Finders-in-the-Field: Solitary Sandpiper, St Mary’s, Isles of Scilly, May 2020
By Bob Flood
The year-planner for 2020 was packed full of fantastic ocean adventures and tubenose research programmes that I was so much looking forward to. Then came COVID-19 and since February what I call my ‘extended shore leave’. So, here I am, stuck in the Isles of Scilly, my home and my other great birding love in life. Work aside, I have enjoyed getting into the field and quality Scilly spring birding. Apart from the rare and scarce birds, it has been a treat to catch-up with a good showing of species not commonly seen in Scilly, such as Lesser Whitethroat, Garden and Wood Warblers, male Redstart and male Whinchat.
On 18th May, at about 10.15 am, I was completing my morning walk, returning to my car via Porthellick Pool. I had already checked the pool carefully early in the morning and saw nothing of note. In need of a mid-morning cup of tea accompanied by digestive biscuits I skipped all of my regular pool check points, except the last one with a view over the north end of the pool. Porthellick hides are locked in line with COVID-19 Government guidelines. Viewing involved peering over screens, shrubs and reeds.
In the farthest northeast corner of the pool and partly obscured by reeds was a smallish sandpiper. I had only binoculars with me and struggled to see its features. I felt quite irritated as I really wanted that cup of tea, but since it’s Scilly I daren’t go home without confirming the sandpiper’s identity.

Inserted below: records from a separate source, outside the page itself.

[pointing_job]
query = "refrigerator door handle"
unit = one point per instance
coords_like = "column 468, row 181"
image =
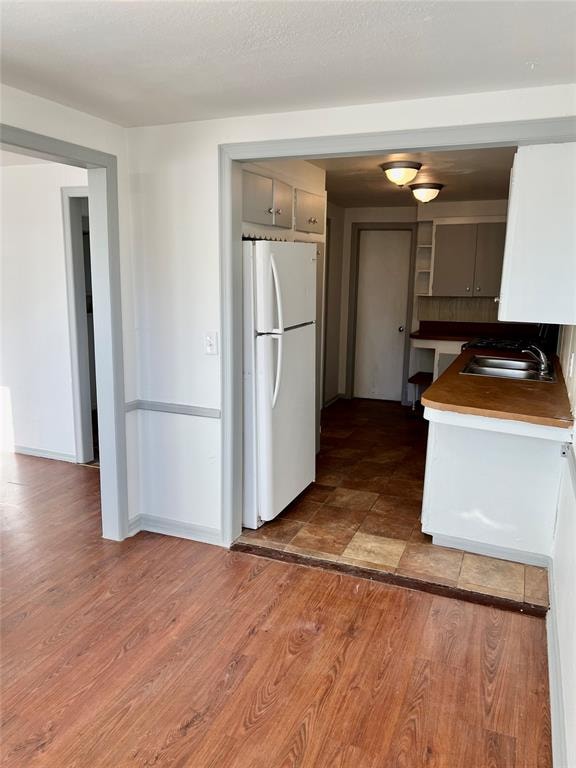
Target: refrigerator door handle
column 280, row 338
column 278, row 293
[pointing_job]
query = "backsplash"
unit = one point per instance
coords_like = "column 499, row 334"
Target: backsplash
column 465, row 309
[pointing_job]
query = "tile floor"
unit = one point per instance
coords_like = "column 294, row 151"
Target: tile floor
column 364, row 509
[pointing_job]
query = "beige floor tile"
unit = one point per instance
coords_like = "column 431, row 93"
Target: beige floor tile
column 346, row 497
column 281, row 531
column 418, row 537
column 375, row 549
column 437, row 564
column 398, row 506
column 301, row 510
column 536, row 585
column 376, row 524
column 327, row 514
column 332, row 538
column 489, row 572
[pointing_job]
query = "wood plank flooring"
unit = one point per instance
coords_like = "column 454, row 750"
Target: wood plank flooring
column 163, row 652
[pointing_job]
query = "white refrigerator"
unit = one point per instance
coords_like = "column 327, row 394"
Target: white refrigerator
column 279, row 376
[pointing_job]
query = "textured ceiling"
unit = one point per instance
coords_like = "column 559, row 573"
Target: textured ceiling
column 479, row 174
column 13, row 158
column 144, row 63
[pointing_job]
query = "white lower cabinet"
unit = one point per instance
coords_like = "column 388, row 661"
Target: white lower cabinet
column 492, row 485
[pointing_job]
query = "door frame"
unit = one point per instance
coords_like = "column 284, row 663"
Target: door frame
column 105, row 257
column 357, row 229
column 475, row 136
column 78, row 330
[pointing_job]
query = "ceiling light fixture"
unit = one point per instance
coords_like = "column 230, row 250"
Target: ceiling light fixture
column 401, row 172
column 426, row 191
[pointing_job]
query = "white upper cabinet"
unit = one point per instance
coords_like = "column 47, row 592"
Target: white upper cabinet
column 266, row 201
column 310, row 212
column 539, row 274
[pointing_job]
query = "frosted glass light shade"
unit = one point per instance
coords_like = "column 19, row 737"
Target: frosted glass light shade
column 401, row 172
column 424, row 193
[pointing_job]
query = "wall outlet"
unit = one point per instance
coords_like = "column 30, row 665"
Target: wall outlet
column 211, row 343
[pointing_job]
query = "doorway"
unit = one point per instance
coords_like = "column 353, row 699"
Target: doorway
column 105, row 267
column 380, row 303
column 381, row 308
column 76, row 216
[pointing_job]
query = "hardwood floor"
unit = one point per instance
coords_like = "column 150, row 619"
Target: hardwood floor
column 363, row 515
column 163, row 652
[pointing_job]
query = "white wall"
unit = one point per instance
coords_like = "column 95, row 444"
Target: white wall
column 169, row 216
column 36, row 369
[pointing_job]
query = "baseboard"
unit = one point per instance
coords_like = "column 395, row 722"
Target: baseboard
column 332, row 400
column 169, row 527
column 491, row 550
column 558, row 715
column 45, row 454
column 134, row 525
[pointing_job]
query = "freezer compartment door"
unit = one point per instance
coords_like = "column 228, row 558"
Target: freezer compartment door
column 285, row 281
column 285, row 418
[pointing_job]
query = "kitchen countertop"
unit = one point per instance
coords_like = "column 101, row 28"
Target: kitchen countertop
column 535, row 402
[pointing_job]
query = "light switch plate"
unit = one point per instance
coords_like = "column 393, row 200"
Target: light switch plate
column 211, row 343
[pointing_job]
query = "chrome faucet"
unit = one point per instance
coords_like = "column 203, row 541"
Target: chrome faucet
column 539, row 355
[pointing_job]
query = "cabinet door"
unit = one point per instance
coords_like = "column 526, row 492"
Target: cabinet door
column 283, row 195
column 489, row 258
column 454, row 257
column 309, row 212
column 257, row 199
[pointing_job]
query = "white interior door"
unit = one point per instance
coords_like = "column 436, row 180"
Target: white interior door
column 383, row 272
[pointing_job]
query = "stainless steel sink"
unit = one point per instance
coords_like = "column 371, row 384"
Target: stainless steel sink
column 506, row 368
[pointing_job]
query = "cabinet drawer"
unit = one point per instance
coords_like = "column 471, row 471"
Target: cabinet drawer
column 309, row 212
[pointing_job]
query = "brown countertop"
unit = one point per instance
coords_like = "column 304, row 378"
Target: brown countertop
column 536, row 402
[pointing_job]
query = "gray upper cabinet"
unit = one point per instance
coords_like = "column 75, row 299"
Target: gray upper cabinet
column 283, row 196
column 257, row 199
column 454, row 257
column 266, row 201
column 310, row 212
column 489, row 258
column 468, row 259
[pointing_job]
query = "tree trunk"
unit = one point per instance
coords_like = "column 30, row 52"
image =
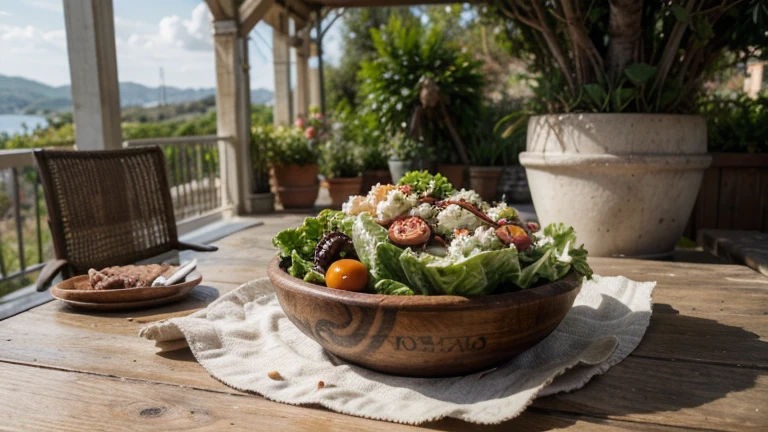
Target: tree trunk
column 624, row 29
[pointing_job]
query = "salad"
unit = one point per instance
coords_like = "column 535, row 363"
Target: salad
column 424, row 237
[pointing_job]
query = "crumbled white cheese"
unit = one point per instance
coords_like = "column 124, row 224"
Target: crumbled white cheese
column 564, row 257
column 466, row 245
column 455, row 217
column 469, row 196
column 396, row 204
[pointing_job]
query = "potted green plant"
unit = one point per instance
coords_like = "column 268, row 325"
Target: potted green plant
column 615, row 151
column 405, row 154
column 262, row 200
column 341, row 165
column 487, row 153
column 294, row 155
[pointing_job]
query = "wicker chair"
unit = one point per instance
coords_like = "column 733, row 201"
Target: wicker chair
column 107, row 208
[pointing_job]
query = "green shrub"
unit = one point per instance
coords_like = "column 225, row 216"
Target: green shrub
column 736, row 124
column 409, row 55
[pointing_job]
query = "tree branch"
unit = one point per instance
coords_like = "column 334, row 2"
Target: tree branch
column 625, row 31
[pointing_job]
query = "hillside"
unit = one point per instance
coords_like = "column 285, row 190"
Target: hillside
column 21, row 95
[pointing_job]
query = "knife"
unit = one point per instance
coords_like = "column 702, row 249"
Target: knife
column 180, row 274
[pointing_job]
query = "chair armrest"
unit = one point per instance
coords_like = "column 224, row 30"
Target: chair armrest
column 49, row 271
column 197, row 247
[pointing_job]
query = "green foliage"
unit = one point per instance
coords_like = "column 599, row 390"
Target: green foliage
column 299, row 144
column 424, row 183
column 408, row 54
column 402, row 148
column 360, row 128
column 492, row 146
column 576, row 70
column 736, row 124
column 341, row 157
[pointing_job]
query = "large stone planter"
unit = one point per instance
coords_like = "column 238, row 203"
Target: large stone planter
column 454, row 173
column 626, row 182
column 372, row 178
column 398, row 169
column 262, row 203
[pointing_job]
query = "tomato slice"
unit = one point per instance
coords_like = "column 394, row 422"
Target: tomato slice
column 410, row 231
column 513, row 234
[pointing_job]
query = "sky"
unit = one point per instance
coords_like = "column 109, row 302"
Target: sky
column 150, row 34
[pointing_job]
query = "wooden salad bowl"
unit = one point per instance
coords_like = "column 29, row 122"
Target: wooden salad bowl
column 424, row 336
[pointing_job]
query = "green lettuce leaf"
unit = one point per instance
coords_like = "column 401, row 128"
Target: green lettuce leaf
column 392, row 287
column 553, row 257
column 315, row 277
column 334, row 220
column 366, row 235
column 479, row 274
column 386, row 263
column 302, row 239
column 299, row 266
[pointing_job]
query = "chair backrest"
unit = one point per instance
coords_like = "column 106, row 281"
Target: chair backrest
column 109, row 207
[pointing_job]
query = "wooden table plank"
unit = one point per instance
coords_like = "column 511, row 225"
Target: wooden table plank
column 673, row 393
column 42, row 399
column 710, row 326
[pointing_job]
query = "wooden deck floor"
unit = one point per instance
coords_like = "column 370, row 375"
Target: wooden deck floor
column 703, row 364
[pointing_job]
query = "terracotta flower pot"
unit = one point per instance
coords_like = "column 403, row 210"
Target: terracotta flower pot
column 371, row 178
column 485, row 181
column 454, row 174
column 341, row 189
column 297, row 185
column 625, row 182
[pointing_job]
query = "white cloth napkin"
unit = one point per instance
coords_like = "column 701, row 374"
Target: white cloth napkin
column 244, row 335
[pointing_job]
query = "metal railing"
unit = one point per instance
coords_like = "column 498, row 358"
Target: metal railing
column 193, row 171
column 25, row 243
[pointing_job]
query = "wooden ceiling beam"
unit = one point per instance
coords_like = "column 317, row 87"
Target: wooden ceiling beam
column 251, row 12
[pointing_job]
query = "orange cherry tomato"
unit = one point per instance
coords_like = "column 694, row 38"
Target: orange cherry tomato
column 409, row 231
column 347, row 275
column 513, row 234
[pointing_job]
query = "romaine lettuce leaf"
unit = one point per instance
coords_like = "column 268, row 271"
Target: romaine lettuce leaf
column 392, row 287
column 302, row 239
column 299, row 266
column 334, row 220
column 366, row 235
column 479, row 274
column 553, row 257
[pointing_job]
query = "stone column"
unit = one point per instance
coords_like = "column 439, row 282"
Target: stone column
column 302, row 74
column 233, row 113
column 93, row 67
column 281, row 58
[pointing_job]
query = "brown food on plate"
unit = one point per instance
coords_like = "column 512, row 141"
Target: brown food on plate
column 131, row 276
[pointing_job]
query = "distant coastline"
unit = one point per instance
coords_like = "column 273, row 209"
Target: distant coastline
column 14, row 123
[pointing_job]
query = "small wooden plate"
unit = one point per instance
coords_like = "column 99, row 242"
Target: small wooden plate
column 67, row 291
column 129, row 305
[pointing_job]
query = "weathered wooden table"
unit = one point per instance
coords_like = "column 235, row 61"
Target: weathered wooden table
column 703, row 363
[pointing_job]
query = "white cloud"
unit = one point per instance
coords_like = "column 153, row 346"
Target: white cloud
column 49, row 5
column 193, row 34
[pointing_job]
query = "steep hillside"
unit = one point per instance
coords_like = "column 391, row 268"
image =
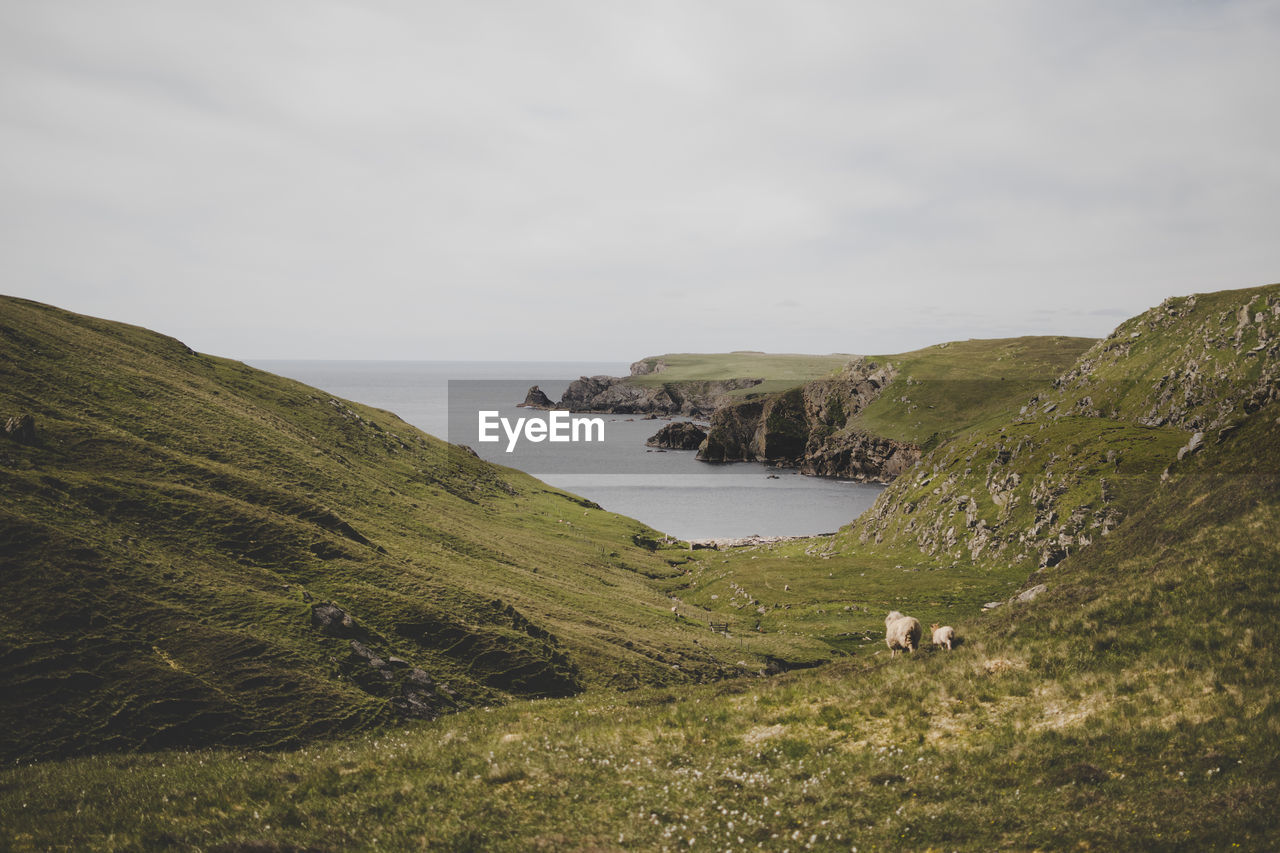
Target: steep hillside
column 1084, row 452
column 196, row 552
column 1129, row 706
column 872, row 420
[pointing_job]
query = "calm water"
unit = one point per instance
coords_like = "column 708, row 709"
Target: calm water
column 670, row 491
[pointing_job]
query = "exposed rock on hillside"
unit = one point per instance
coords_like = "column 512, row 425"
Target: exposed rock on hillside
column 618, row 396
column 22, row 429
column 680, row 436
column 807, row 428
column 535, row 398
column 1087, row 451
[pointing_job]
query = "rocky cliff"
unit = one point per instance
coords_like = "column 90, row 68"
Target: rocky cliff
column 808, row 428
column 1093, row 445
column 616, row 395
column 680, row 436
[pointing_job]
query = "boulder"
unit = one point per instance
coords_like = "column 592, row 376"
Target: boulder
column 679, row 436
column 535, row 398
column 22, row 429
column 333, row 620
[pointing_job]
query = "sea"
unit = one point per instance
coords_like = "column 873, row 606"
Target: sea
column 670, row 491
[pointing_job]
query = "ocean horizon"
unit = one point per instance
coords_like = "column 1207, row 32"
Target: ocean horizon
column 670, row 491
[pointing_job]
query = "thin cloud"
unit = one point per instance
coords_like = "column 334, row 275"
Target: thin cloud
column 455, row 181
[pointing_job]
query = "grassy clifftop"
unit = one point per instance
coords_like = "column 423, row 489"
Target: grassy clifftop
column 1084, row 451
column 1129, row 706
column 173, row 523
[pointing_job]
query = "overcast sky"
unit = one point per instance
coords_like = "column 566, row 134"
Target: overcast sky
column 603, row 181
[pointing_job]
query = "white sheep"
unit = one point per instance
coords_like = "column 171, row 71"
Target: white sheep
column 901, row 632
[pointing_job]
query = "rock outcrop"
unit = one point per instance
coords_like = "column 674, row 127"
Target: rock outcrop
column 536, row 398
column 22, row 429
column 807, row 428
column 682, row 434
column 618, row 396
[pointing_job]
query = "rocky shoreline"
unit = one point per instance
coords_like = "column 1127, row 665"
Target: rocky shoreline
column 804, row 428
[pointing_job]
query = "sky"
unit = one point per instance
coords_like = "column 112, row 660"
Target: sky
column 598, row 179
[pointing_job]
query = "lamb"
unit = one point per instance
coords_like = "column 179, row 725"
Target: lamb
column 901, row 632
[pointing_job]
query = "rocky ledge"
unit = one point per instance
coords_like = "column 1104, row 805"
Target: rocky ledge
column 808, row 428
column 618, row 396
column 684, row 434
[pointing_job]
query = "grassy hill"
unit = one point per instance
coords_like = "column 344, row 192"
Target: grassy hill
column 1084, row 451
column 1129, row 706
column 778, row 370
column 944, row 389
column 177, row 518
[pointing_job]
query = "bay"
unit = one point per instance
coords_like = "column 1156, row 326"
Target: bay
column 667, row 489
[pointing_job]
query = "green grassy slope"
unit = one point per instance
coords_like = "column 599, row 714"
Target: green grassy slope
column 944, row 389
column 1130, row 706
column 778, row 370
column 159, row 539
column 1083, row 452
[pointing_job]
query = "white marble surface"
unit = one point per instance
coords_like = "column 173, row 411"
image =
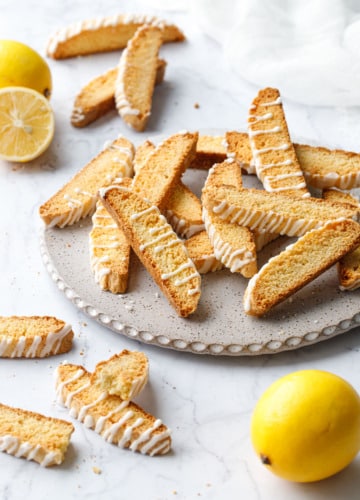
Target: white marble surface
column 206, row 401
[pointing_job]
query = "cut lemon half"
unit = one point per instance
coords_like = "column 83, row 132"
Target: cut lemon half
column 26, row 124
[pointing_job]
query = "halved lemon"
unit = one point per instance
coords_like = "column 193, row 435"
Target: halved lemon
column 26, row 124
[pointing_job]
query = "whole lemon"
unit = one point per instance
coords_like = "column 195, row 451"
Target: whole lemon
column 22, row 66
column 306, row 426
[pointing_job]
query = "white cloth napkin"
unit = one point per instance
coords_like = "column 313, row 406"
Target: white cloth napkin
column 309, row 49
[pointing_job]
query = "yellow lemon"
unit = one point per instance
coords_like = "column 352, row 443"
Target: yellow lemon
column 306, row 426
column 22, row 66
column 26, row 124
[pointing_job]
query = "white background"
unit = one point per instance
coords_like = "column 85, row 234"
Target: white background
column 206, row 401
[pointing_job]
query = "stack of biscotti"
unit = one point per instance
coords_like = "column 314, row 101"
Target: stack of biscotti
column 327, row 229
column 102, row 401
column 129, row 87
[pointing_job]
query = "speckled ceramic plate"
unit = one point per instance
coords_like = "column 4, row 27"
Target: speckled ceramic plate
column 219, row 326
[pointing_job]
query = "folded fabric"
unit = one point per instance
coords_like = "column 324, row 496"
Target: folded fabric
column 309, row 49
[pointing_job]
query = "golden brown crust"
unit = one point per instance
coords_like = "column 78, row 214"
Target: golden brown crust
column 162, row 170
column 97, row 97
column 157, row 246
column 136, row 76
column 77, row 198
column 109, row 252
column 34, row 336
column 274, row 155
column 201, row 252
column 299, row 264
column 124, row 374
column 233, row 245
column 275, row 212
column 105, row 34
column 348, row 266
column 325, row 168
column 209, row 150
column 120, row 422
column 33, row 436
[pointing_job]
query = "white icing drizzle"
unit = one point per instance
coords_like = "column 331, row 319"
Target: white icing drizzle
column 115, row 21
column 60, row 385
column 123, row 104
column 53, row 342
column 276, row 102
column 173, row 239
column 145, row 442
column 23, row 449
column 269, row 221
column 248, row 295
column 183, row 228
column 270, row 181
column 234, row 258
column 208, row 263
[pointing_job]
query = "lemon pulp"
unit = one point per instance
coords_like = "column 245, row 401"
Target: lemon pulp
column 22, row 66
column 26, row 124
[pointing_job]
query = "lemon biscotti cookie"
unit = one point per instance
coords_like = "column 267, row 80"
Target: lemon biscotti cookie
column 120, row 422
column 183, row 210
column 274, row 155
column 77, row 199
column 105, row 34
column 162, row 170
column 33, row 436
column 109, row 252
column 210, row 149
column 136, row 76
column 124, row 374
column 234, row 245
column 157, row 246
column 275, row 212
column 300, row 263
column 349, row 265
column 34, row 336
column 98, row 97
column 201, row 252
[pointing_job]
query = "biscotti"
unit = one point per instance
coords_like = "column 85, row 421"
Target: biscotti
column 201, row 252
column 348, row 266
column 77, row 199
column 25, row 434
column 124, row 374
column 34, row 336
column 322, row 167
column 162, row 170
column 210, row 149
column 136, row 76
column 275, row 212
column 238, row 147
column 98, row 97
column 299, row 264
column 274, row 155
column 156, row 244
column 326, row 168
column 105, row 34
column 234, row 245
column 183, row 210
column 119, row 422
column 109, row 252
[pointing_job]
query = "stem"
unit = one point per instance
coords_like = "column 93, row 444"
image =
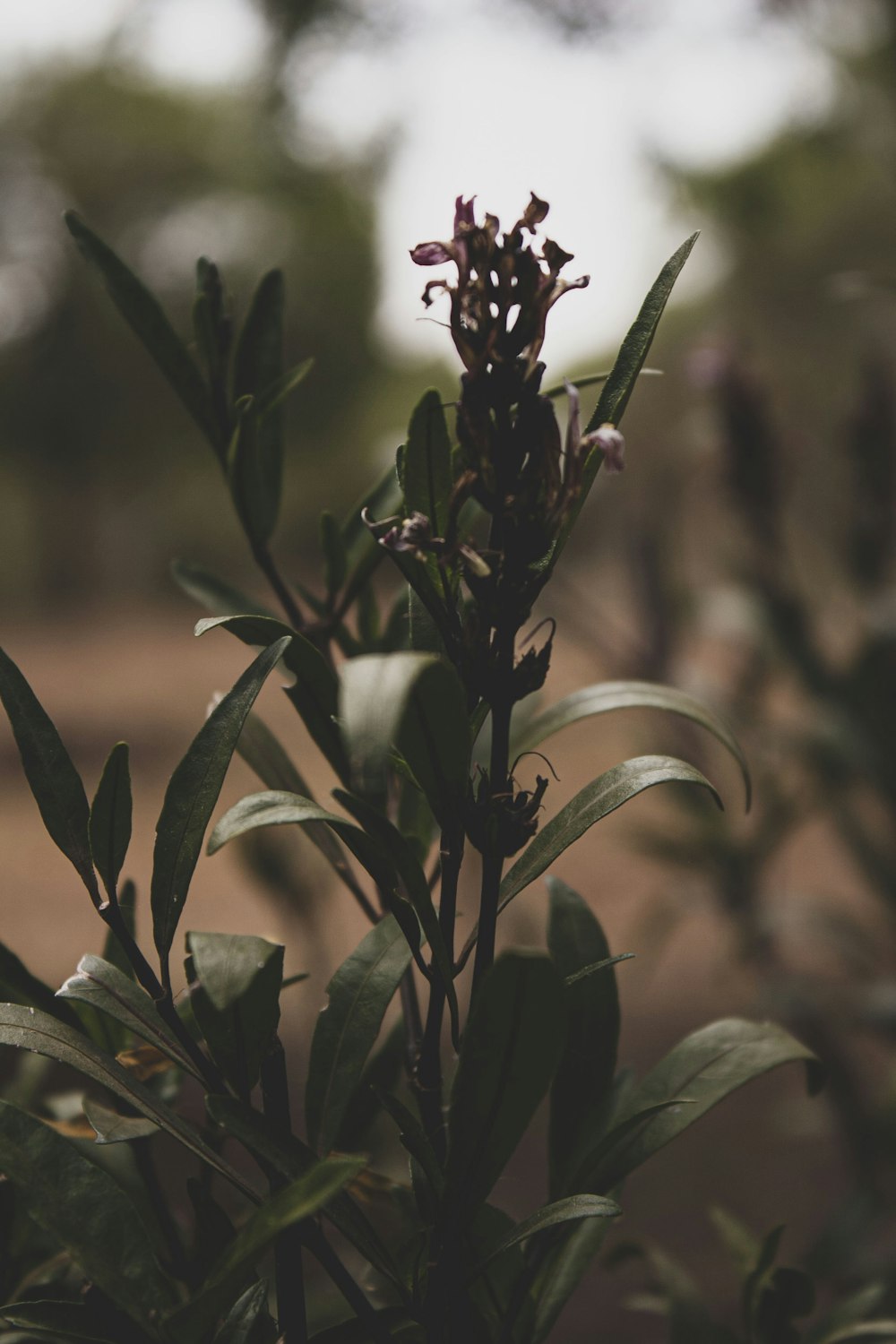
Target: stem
column 265, row 562
column 160, row 1207
column 161, row 996
column 330, row 1261
column 288, row 1249
column 498, row 781
column 427, row 1078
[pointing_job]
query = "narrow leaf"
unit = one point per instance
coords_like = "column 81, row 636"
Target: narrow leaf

The sandpiper continued to feed partly obscured and I continued to look for key features. There was something about it that didn’t add up to the expected springtime Common, Green or Wood Sandpiper. If it was a Common, then why wasn’t it bobbing most of the time? If it was a Green, then why was it brown toned? If it was a Wood, then why didn’t it show a prominent white supercilium?
While the views were distant, I was using my trusted 12x Canon image-stabilised binoculars. With this aid, I grew the impression of bold spectacles and a rather attenuated rear-end, and the plumage was greyish-brown. A strong sense of déjà vu came over me. On 23rd July 2003, I found a strikingly-alike wader in exactly the same spot and it was a Solitary Sandpiper.
Despite today’s evidence pointing to Solitary, a voice of dissent in my mind said, ‘don’t be stupid Bob, it’s mid-May, it’s the wrong time of year’. But the more I studied the sandpiper the more I disagreed with the voice of dissent. The month of May or not, this sandpiper looked like a Solitary. The sandpiper then flew directly toward me with fairly strong wingbeats, didn’t call, and didn’t reveal any additional structural or plumage features. However, the remote possibility of a Common – which has weak-looking quivering-winged flight – was now completely eliminated.
The sandpiper landed in front of the nearby Sussex hide and was hidden from view. I snook-up to the hide, peered through the slithers of viewing, and saw no more than a flash of a sandpiper as it shot off toward the south end of the pool. The experience was now becoming rather trying. Nevertheless, I scooted to the south end and crept along a track that I’ve created to the poolside and peeked around the corner to get my first unobscured view, albeit with the naked eye, and for just a split second before the sandpiper walked out of sight. It sported thick-white John Lennon spectacle frames and a truly attenuated and pointy rear-end.
I muttered to myself, ‘If this isn’t a Solitary Sandpiper then I’ll give up land birding as a bad job’. I rang best buddy Ashley Fisher with the news that I reckoned I had a Solitary Sandpiper. Rather conveniently Ash was on the other side of the pool and was with me in a few minutes, in time to see the Solitary take to the wing and fly around for perhaps 30 seconds. We saw the dark rump, dark central tail feathers, and multiple bars across the white tail sides. No need to hang up my bins after all!
With Scilly in lockdown, the following ‘twitch’ involved only local birders. Maybe eight of us observed the Solitary on and off over the rest of the day, with four the maximum at any one time. Social distancing wasn’t a problem. ‘Scope views were very nice indeed. Next day the Solitary had departed, having made just a short stop-over, like a typical spring migrant rather than a fresh-in transatlantic vagrant. Perhaps the Solitary had crossed the Atlantic from North America in a previous year?
My boy ticking solitary sand yesterday. He really enjoyed watching it, thought it was really cool, was surprised by how small it was... Then his last words on it as he handed me my bins back were “Yeah it looks just like a song thrush”! ?? #nailedit pic.twitter.com/pYlqtQRppH— Scott Reid (@stmarys_patch) May 19, 2020
Finding a Solitary Sandpiper ultimately was a good experience. While recounting the story, though, I am mindful that the event happened in the midst of the COVID-19 crisis and all that comes with it, in particular the tragedies and the braveries of people, and am grateful to the many people who are looking after our well-being and future.